TypedDict tells your type checker what keys to expect, but it does NOT enforce those keys at runtime. A TypedDict that should have name can still be missing it, and accessing user['name'] raises KeyError exactly like a regular dict.

The minimal reproducer
from typing import TypedDict
class User(TypedDict):
name: str
age: int
user: User = {'age': 30} # mypy warns but runtime is fine
print(user['name']) # KeyError: 'name'
Pattern 1: Required vs NotRequired (Python 3.11+)
from typing import TypedDict, NotRequired
class User(TypedDict):
name: str # required by default
age: NotRequired[int] # optional, mypy understands
user: User = {'name': 'Alice'} # OK, age can be missing
age = user.get('age', 0) # safe, KeyError-free
Pattern 2: total=False for fully optional dicts
class Config(TypedDict, total=False):
host: str
port: int
cfg: Config = {} # all keys optional
host = cfg.get('host', 'localhost')
Pattern 3: Switch to dataclasses for runtime enforcement
from dataclasses import dataclass
@dataclass
class User:
name: str
age: int = 0
# This raises TypeError at construction if name is missing
user = User(age=30) # TypeError: missing 1 required argument: 'name'
Dataclasses (and Pydantic models) check field presence at construction time, so missing required fields fail early instead of deep inside your code.
Frequently Asked Questions
Does TypedDict raise an error at runtime if a required key is missing?

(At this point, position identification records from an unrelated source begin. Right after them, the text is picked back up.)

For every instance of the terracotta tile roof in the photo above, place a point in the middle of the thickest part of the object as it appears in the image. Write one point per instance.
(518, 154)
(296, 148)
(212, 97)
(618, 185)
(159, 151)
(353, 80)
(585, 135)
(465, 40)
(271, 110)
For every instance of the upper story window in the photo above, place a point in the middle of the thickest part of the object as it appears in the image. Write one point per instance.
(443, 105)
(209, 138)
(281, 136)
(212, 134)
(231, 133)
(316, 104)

No. TypedDict is a type hint only. Missing required keys at runtime behave exactly like a regular dict and raise KeyError on bracket access. mypy and pyright catch this statically before runtime.
When was NotRequired added to TypedDict?
Python 3.11 (PEP 655). For earlier Python, use total=False to make every key optional, or split into two classes (RequiredFields and AllFields with inheritance).
Should I use TypedDict or Pydantic BaseModel?
TypedDict for zero-overhead type hints on existing dict data (no runtime cost). Pydantic for full runtime validation, JSON parsing, and serialization. TypedDict is faster, Pydantic is safer.
Can I check at runtime if a TypedDict has all required keys?
Use typing.get_type_hints(MyTypedDict).keys() then check membership: required = set(MyTypedDict.__required_keys__); if not required.issubset(data): raise ValueError. Available from Python 3.9+.
Does TypedDict work with JSON loading?
Yes, just annotate: data: MyType = json.loads(text). The annotation is for the type checker only; json.loads still returns a regular dict. For runtime validation of JSON, use Pydantic or msgspec.